La firme d’ingénierie, qui souhaite avoir droit à un accord de réparation, s’est tournée vers la Cour d’appel fédérale le 5 avril dernier dans le but d’échapper à un procès pour corruption.

Elle a fait valoir les témoignages devant le comité permanent de la justice et des droits de la personne de la Chambre des communes pour étoffer sa cause et parvenir à une entente. La compagnie a indiqué que ces témoignages ont révélé des « faits troublants ».

L’entreprise prête à en découdre

Dans un communiqué publié mercredi, la firme de génie québécoise prend acte de la décision du juge Leblond mais précise qu’elle a la ferme intention de se défendre.

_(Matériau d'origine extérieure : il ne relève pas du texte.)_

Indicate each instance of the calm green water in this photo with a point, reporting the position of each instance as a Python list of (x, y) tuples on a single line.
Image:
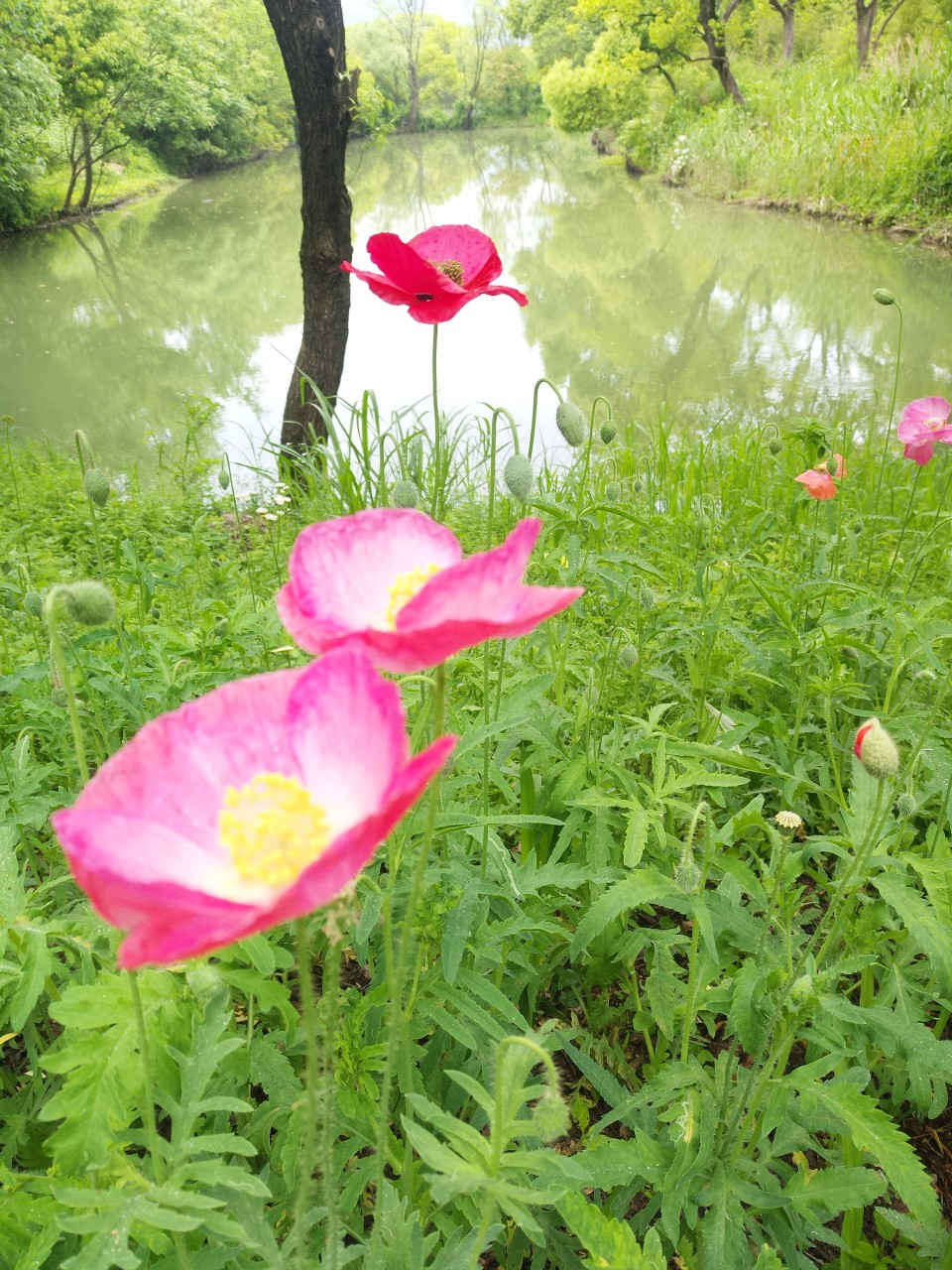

« SNC-Lavalin entend contester vigoureusement ces accusations et plaider non coupable dans l’intérêt de ses employés, partenaires, clients, investisseurs, retraités et autres parties prenantes », peut-on lire dans le communiqué.

Nous déciderons de la meilleure façon de faire valoir notre cause et des arguments juridiques sérieux que nous allons présenter pour continuer de nous défendre vigoureusement afin d’obtenir le jugement souhaité et un acquittement.

Neil Bruce, président et chef de la direction de SNC-Lavalin

Expliquant que les faits qui sont reprochés à la compagnie aujourd’hui se seraient produits il y a de 7 à 20 ans, Neil Bruce assure que l’entreprise n’est plus du tout ce qu’elle était à cette époque et que les employés visés par cette affaire ne sont plus à l’emploi de SNC-Lavalin depuis longtemps.

« SNC-Lavalin est une entreprise qui s’est complètement transformée », plaide Neil Bruce dans le communiqué.

Des réactions brèves et nuancées

Le premier ministre Justin Trudeau a refusé de commenter cette affaire judiciaire.

« On a énormément confiance dans notre système justice indépendant. On ne va pas faire de commentaires sur les processus qui sont actuellement devant la cour. C’est sûr qu’une de mes responsabilités a toujours été de protéger des emplois et c’est toujours quelque chose qu’on va chercher à faire », a-t-il affirmé.

Pour sa part, le procureur général du Canada et ministre fédéral de la Justice, David Lametti, s’est limité à dire : « Je suis le dossier de très près ».

De son côté, le ministre fédéral des Transports, Marc Garneau, a démontré une certaine crainte de voir ce fleuron québécois quitter le pays.

« Je voudrais certainement que SNC-Lavalin puisse continuer d’être une des grandes compagnies mondiales dans le domaine de l’ingénierie, puis c’est une compagnie qui est au Canada, qui est au Québec. J’aimerais cela qu’elle reste là. Ce sont eux qui doivent prendre leurs propres décisions basées sur leur situation financière et d’autres facteurs. Mais j’espère qu’ils vont rester au Québec. On est très fier de cette compagnie qui existe depuis presque 100 ans », a-t-il déclaré.